In Act III of Thornton Wilder's, "Our Town," Emily, deceased during childbirth, speaks to her fellow spirits, begs to return to one day in her life & is warned against it.
"But it's a thing I must know for myself. I'll choose a happy day, anyway." Her wish is granted.
You & I share Emily's hope in other ways. We seek return to best days & know we cannot. We can do something impossible before: enjoy both today and those days through reflection & reunions (e.g., RMH Facebook Page.)
I do that often.
June 30, 1983. I parked on a hill & stared down at the campus I would lead in 12 hours. Riverside Methodist was the largest hospital in Ohio. 8000 caregivers, including 1500 doctors, attended to thousands.
Thirty-nine, I was humbled & thrilled. If I took care of the people who took care of people those caregivers would have better lives.
June 30, 1995. Exactly 12 years later, I walked out the door for the last time as CEO of RMH & OhioHealth, thrilled by huge changes & heartbroken it was over.
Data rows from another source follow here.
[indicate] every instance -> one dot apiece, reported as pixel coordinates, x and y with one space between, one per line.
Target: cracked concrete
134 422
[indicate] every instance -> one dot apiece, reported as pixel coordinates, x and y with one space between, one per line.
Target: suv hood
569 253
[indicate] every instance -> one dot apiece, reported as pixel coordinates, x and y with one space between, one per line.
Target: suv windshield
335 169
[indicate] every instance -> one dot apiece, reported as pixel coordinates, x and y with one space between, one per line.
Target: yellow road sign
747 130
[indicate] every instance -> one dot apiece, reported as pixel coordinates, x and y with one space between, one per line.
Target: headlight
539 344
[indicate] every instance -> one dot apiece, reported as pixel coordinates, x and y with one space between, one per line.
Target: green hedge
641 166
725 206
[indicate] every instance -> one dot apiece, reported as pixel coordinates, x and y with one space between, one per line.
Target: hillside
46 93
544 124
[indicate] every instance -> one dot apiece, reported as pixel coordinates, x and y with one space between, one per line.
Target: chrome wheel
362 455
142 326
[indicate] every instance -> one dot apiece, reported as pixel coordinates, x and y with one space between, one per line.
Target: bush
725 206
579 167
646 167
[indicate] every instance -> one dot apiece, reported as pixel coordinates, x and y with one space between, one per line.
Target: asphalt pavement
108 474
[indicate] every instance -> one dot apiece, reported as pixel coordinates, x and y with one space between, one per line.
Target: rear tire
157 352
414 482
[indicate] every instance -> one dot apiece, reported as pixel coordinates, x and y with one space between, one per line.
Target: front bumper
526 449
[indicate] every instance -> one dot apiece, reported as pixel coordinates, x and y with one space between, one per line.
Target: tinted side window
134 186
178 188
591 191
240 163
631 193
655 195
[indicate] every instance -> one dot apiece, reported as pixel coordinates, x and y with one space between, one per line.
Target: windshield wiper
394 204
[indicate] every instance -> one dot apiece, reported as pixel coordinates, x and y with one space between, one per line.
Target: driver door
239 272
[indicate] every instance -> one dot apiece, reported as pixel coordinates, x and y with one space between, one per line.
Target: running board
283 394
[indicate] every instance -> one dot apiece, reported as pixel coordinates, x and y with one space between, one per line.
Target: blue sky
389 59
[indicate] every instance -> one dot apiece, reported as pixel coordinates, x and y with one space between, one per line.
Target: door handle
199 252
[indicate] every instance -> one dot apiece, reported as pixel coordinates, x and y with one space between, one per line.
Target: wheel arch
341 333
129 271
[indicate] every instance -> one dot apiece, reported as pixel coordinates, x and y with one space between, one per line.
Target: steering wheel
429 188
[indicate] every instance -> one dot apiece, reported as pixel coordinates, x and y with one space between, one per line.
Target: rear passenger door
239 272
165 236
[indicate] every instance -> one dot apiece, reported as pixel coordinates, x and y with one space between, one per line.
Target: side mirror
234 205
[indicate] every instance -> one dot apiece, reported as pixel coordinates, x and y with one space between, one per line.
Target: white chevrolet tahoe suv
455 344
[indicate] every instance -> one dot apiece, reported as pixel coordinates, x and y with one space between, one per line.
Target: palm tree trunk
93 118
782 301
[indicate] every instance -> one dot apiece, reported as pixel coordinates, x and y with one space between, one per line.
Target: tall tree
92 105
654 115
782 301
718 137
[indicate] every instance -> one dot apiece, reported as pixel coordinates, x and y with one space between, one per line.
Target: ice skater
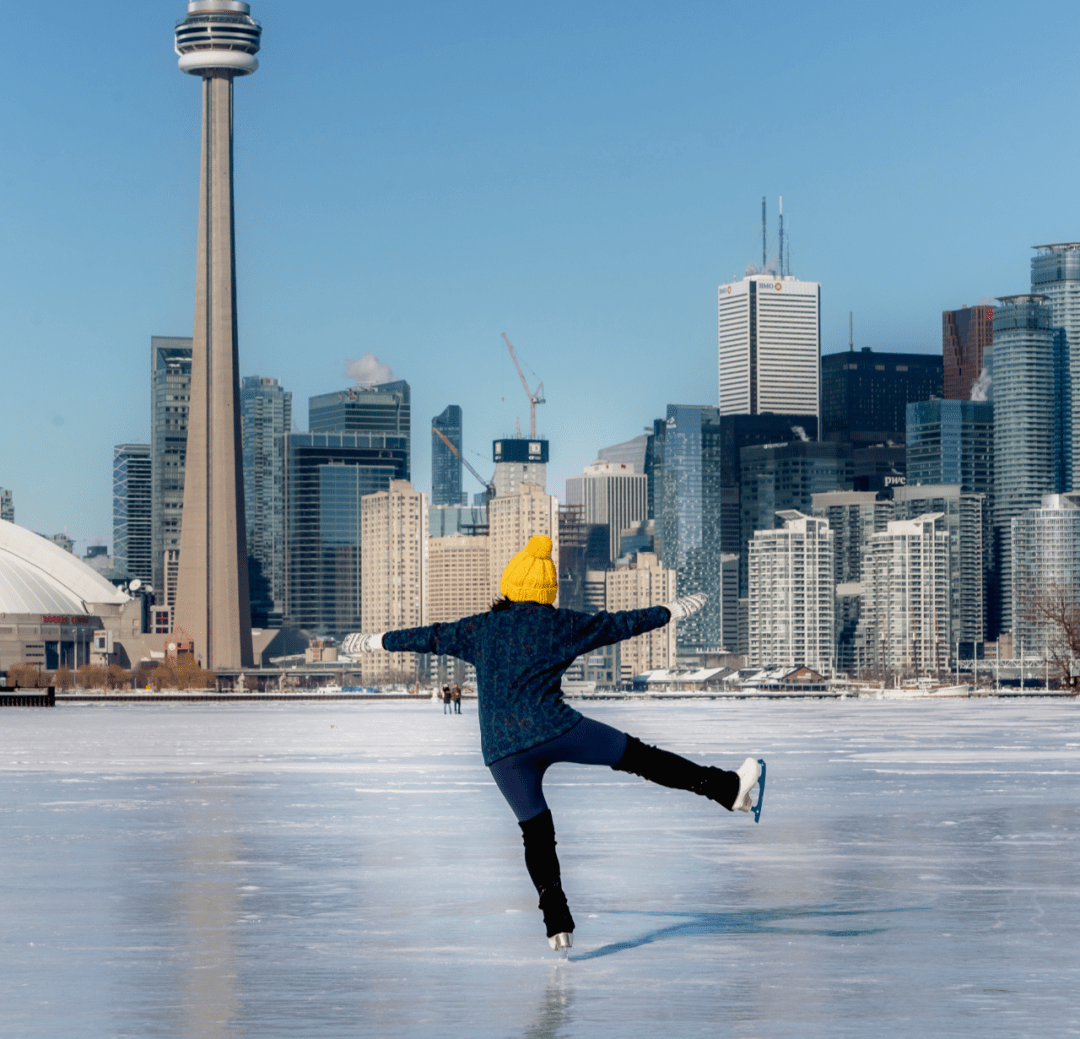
521 648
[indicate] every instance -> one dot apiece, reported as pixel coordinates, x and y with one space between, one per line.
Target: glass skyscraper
266 414
132 514
1028 409
445 467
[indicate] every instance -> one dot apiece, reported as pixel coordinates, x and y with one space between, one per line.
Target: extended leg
538 835
671 770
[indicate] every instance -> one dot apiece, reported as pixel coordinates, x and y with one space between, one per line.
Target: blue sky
415 178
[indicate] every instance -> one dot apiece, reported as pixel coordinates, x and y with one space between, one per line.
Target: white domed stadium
51 604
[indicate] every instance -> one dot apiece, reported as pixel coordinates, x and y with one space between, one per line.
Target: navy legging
521 776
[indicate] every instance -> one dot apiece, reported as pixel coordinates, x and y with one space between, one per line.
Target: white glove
358 643
682 608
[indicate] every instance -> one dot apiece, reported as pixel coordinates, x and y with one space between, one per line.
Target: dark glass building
967 337
383 408
446 467
864 395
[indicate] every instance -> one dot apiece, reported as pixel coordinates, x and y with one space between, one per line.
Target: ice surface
350 869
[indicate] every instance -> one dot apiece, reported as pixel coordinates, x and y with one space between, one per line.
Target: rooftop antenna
764 246
781 235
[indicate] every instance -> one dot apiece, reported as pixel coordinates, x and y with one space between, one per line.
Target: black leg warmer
669 769
542 864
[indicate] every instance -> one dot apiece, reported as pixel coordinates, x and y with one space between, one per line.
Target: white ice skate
751 773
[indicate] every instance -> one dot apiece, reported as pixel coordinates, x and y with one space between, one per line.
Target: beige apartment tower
393 535
217 41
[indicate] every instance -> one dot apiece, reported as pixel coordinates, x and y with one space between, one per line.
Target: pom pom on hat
530 575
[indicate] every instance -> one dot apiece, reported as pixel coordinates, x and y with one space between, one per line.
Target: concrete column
212 602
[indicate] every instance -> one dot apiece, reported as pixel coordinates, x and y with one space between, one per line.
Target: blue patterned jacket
521 655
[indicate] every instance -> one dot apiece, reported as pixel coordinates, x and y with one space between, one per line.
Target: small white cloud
368 370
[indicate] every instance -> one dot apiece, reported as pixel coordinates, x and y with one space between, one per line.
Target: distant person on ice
521 649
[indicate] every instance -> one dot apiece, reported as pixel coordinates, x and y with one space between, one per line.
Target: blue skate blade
760 792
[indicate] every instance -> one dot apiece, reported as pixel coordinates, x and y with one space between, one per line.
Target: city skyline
596 243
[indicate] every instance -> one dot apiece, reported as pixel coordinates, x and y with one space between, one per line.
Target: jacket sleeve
604 629
457 639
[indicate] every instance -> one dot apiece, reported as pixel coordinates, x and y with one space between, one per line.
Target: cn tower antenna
781 235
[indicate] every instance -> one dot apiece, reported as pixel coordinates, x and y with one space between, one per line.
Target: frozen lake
350 869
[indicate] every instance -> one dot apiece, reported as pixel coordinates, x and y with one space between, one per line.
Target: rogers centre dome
51 603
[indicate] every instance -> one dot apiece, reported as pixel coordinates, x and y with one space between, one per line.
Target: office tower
217 41
630 454
444 521
132 511
582 561
1045 551
905 615
967 336
394 533
516 518
864 395
326 475
852 516
612 494
952 442
792 595
517 462
775 478
267 413
769 346
383 409
446 466
170 395
1028 410
966 520
1055 273
635 583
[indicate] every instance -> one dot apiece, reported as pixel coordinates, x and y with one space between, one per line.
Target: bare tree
1054 609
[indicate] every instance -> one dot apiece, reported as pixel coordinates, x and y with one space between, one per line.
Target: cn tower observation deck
218 35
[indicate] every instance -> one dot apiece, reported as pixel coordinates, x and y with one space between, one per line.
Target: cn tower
218 40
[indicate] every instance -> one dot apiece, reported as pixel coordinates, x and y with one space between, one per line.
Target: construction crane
535 397
488 484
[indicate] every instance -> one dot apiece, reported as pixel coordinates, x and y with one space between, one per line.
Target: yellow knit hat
530 575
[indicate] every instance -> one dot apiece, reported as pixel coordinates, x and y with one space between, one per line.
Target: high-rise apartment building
964 517
769 346
394 531
612 494
775 478
267 413
516 462
170 397
952 442
1026 389
383 409
635 583
792 592
1045 552
1055 274
446 466
516 518
864 395
326 475
132 511
967 336
904 625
Other fine opportunities awaited but RMH was the longest & best.
To which of my 4,380 days at RMH would I return? Most, but not all.
Jovial Tom Van Papingham from maintenance wore OSU suspenders every day. I took him to a game. Arriving just before kickoff there was Tom wearing a giant smile & those OSU suspenders.
"Any trouble parking?" I asked.
"Nope. Got here two hours ago," he chuckled.
"Wow. How many games have you attended?"
"This is my first! Isn't it great?" he said.
OSU lost that day but Tom won. He may not have been a nurse, doctor or therapist but Tom helped our leaders understand that everyone was a caregiver. No maintenance, no hospital.
A million moments prove that "small" times anchor reveries. Amazingly, staff still thank me for showing up: to congratulate them on a new baby, thank them for their hard work, work a half-shift beside them in uniform in every area from laundry to nursing, thank (the late) Marcy Alton for world class employee recognition events.
Our leadership team enabled home runs like Hospice at Riverside (Tracy Wimberly), McConnell Heart (Jeff Kaplan), Elizabeth Blackwell Women's center (Tracy), new day care center & (in photo) on-campus grocery store (Mark Evans & Carole Stanley), & much more.
Metrics endorsed our culture as patient/employee satisfaction soared above the 90th percentile for ten straight years with parallel results in quality & finance. Our strength gave me the base to found OhioHealth.
On national television n 1994 ABC News' Forest Sawyer declared we had lifted Riverside to "One of the top 10 hospitals in America."
David Whyte teaches us Emily's trick: "Memory is not just a then, recalled in a now, the past is never just the past...memory is...a then continually becoming other thens...creating a continual but almost untouchable now."
Yes. We can go home again.
-Erie Chapman
Photo posted on Facebook by Colleen Timko
P.S. I Googled Tom and could not find him.